= Fred Baron (producer) =

American film producer

Fred Baron is an American film producer and studio executive who currently serves as executive vice president of feature production at 20th Century Fox.

==Biography==
Baron was raised in Manhattan, son of two movie fans who would go as far as driving to Connecticut to see new pictures. He would inherit this appreciation for cinema, going as far as screening 16 mm films he got from a neighbor who worked at Paramount Pictures in his basement.

Baron received his Bachelor of Arts degree from Ohio Wesleyan University in 1976, majoring in English Literature. He also studied criticism at St. Clare's College, in Oxford, England. After leaving college, Baron went to Los Angeles to enter the movie industry, living in Malibu with a friend who was going to USC Film School. After a few months in LA, he got a job at Bullock's and eventually began his movie career in the mailroom at Universal Studios. After he met Lauren Shuler, a young producer who had gotten a job to run the West Coast Division of Martin Poll Productions, he decided to become a runner for Shuler. He became a production assistant on the first film made by the company, 1981's Nighthawks. Afterward, he worked on Continental Divide, where he met both his wife and producer Bill Badalato, who hired Baron as his assistant. Then Baron did varied jobs: location coordinator for The Man with Two Brains, Badalato's assistant in Top Gun, production assistant for Weeds, production associate on 1969, and first assistant director on Stand Alone.

In 1990, Baron worked as a producer and executive at HBO Pictures, where he helped develop the TV series Tales from the Crypt. Then he got a job at 20th Century Fox through his producer friend Tom Jacobson, who became executive vice-president of the studio and introduced Baron to Jon Landau. Then Baron supervised successful projects such as The Last of the Mohicans, Edward Scissorhands, Hot Shots!, Broken Arrow, and Bulworth.

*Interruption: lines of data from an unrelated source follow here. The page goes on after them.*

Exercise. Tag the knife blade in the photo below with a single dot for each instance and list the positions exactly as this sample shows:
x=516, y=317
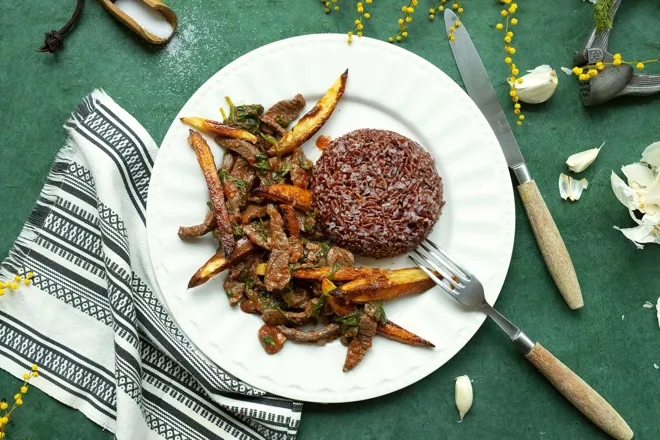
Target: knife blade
x=481, y=91
x=478, y=85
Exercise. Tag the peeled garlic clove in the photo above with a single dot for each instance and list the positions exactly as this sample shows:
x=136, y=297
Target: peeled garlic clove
x=537, y=86
x=579, y=162
x=570, y=188
x=652, y=155
x=464, y=395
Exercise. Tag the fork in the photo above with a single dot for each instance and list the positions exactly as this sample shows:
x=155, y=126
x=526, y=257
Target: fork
x=464, y=287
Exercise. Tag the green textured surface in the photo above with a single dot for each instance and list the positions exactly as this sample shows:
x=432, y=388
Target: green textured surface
x=512, y=401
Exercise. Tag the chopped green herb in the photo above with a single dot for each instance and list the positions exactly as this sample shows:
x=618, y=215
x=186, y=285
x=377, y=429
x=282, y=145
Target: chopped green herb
x=304, y=163
x=380, y=313
x=325, y=249
x=244, y=112
x=261, y=162
x=333, y=271
x=280, y=120
x=271, y=140
x=350, y=320
x=244, y=275
x=232, y=109
x=283, y=171
x=318, y=306
x=225, y=176
x=268, y=340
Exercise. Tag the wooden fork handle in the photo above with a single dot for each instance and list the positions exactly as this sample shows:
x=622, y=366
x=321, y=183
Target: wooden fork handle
x=579, y=393
x=551, y=244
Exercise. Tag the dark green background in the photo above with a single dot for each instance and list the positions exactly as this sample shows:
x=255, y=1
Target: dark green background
x=512, y=401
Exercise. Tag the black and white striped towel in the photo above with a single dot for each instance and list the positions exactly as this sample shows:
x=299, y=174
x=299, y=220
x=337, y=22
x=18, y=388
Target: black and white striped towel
x=93, y=319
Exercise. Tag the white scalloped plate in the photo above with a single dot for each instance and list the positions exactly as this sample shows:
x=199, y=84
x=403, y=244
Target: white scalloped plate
x=389, y=88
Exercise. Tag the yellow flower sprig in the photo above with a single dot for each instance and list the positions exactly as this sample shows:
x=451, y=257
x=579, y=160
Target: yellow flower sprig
x=362, y=14
x=459, y=11
x=406, y=18
x=509, y=50
x=330, y=6
x=18, y=400
x=16, y=283
x=590, y=70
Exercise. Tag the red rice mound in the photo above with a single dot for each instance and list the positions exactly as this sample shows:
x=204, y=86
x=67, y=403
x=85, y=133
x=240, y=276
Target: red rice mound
x=376, y=193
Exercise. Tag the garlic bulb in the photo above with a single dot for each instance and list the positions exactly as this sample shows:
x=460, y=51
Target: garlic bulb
x=580, y=161
x=641, y=194
x=463, y=391
x=537, y=86
x=570, y=188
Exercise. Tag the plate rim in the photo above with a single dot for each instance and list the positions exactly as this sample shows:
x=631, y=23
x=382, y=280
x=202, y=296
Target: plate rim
x=386, y=387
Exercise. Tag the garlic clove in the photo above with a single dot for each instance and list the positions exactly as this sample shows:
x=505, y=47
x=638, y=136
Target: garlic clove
x=537, y=86
x=464, y=395
x=579, y=162
x=570, y=188
x=652, y=155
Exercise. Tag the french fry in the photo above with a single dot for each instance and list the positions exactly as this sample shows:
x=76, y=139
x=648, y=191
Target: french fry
x=291, y=195
x=389, y=285
x=342, y=274
x=220, y=128
x=218, y=263
x=207, y=164
x=327, y=287
x=309, y=124
x=397, y=333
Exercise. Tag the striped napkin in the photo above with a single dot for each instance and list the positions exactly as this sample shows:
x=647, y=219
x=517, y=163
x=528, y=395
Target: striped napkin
x=94, y=320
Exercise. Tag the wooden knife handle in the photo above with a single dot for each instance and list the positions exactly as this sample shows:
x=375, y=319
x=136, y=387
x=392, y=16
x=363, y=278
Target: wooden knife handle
x=551, y=244
x=579, y=393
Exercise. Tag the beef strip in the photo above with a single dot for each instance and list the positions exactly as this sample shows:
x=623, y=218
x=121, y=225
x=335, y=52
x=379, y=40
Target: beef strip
x=299, y=176
x=287, y=111
x=235, y=291
x=298, y=298
x=243, y=148
x=249, y=306
x=252, y=212
x=279, y=317
x=327, y=333
x=278, y=274
x=293, y=228
x=367, y=328
x=274, y=317
x=271, y=126
x=198, y=230
x=340, y=256
x=228, y=161
x=257, y=237
x=271, y=339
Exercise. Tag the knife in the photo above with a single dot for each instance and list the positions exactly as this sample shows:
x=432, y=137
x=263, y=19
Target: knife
x=547, y=235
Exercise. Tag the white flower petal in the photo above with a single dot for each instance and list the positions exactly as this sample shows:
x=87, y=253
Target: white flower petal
x=653, y=219
x=622, y=191
x=579, y=162
x=652, y=196
x=652, y=155
x=638, y=173
x=641, y=234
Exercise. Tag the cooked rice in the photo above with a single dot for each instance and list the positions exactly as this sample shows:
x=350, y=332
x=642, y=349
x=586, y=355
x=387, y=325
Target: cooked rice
x=377, y=193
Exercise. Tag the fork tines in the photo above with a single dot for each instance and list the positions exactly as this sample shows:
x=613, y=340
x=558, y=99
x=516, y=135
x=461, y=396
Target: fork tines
x=453, y=275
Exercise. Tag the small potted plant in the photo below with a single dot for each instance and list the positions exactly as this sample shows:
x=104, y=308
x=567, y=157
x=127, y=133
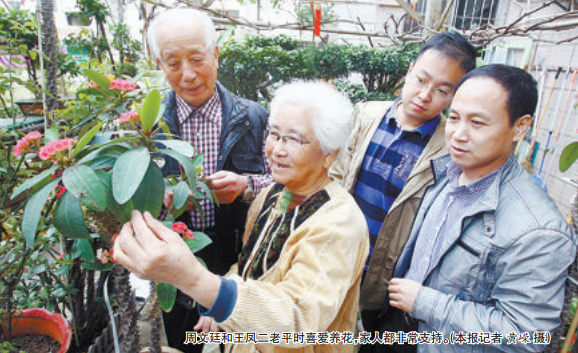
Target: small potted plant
x=86, y=190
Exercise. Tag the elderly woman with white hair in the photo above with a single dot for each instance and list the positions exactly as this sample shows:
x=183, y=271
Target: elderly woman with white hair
x=305, y=241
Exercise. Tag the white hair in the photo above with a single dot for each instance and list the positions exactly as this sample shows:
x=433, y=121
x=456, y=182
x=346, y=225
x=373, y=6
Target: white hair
x=330, y=111
x=180, y=16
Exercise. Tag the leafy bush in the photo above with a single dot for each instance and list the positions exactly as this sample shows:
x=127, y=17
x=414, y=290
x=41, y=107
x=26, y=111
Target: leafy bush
x=253, y=67
x=382, y=69
x=250, y=67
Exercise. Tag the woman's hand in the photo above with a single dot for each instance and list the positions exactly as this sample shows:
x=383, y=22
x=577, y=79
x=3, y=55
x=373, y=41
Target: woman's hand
x=154, y=252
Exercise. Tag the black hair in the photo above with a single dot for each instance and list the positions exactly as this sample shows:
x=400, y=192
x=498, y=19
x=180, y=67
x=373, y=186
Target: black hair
x=454, y=46
x=520, y=85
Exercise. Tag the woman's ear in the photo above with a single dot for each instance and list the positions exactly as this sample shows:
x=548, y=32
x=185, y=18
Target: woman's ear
x=329, y=159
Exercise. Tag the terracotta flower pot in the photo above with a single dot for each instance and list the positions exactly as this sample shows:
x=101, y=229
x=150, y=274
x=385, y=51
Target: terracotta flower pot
x=43, y=322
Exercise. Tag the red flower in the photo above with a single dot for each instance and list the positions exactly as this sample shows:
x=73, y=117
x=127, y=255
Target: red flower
x=183, y=230
x=121, y=84
x=106, y=256
x=61, y=192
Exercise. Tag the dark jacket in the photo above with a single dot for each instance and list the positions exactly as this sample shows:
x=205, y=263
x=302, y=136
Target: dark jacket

When Baron renegotiated his contract in the late 1990s, he negotiated a right to produce as well. After some invitations, he accepted Baz Luhrmann's call to produce Moulin Rouge!, and stepped down from his executive job to spend three years (1999–2001) working on the film. Moulin Rouge! was successful, earning Baron a Darryl F. Zanuck Producer of the Year Award from the Producers Guild of America and an Academy Award nomination for Best Picture. Baron then returned to his job at Fox, overseeing aspects of Moulin Rouge! as well as prepping new features for the studio. In 2002, he was promoted to executive vice president of Feature Production. Baron's most common task in his job is contacting production teams spread around the globe, as "We travel the world to find the best locations to make our films as cost-effective as possible," given Fox's politics of producing tent pole films at smaller budgets compared to other major film studios.

Baron helped create the PGA Green Initiative, which advocates for green politics and sustainable filmmaking, and won a prize at the 2011 Environmental Media Awards. In 2011, Governor of California Arnold Schwarzenegger appointed him for the California Film Commission, which aims to keep film and television industry projects in the state.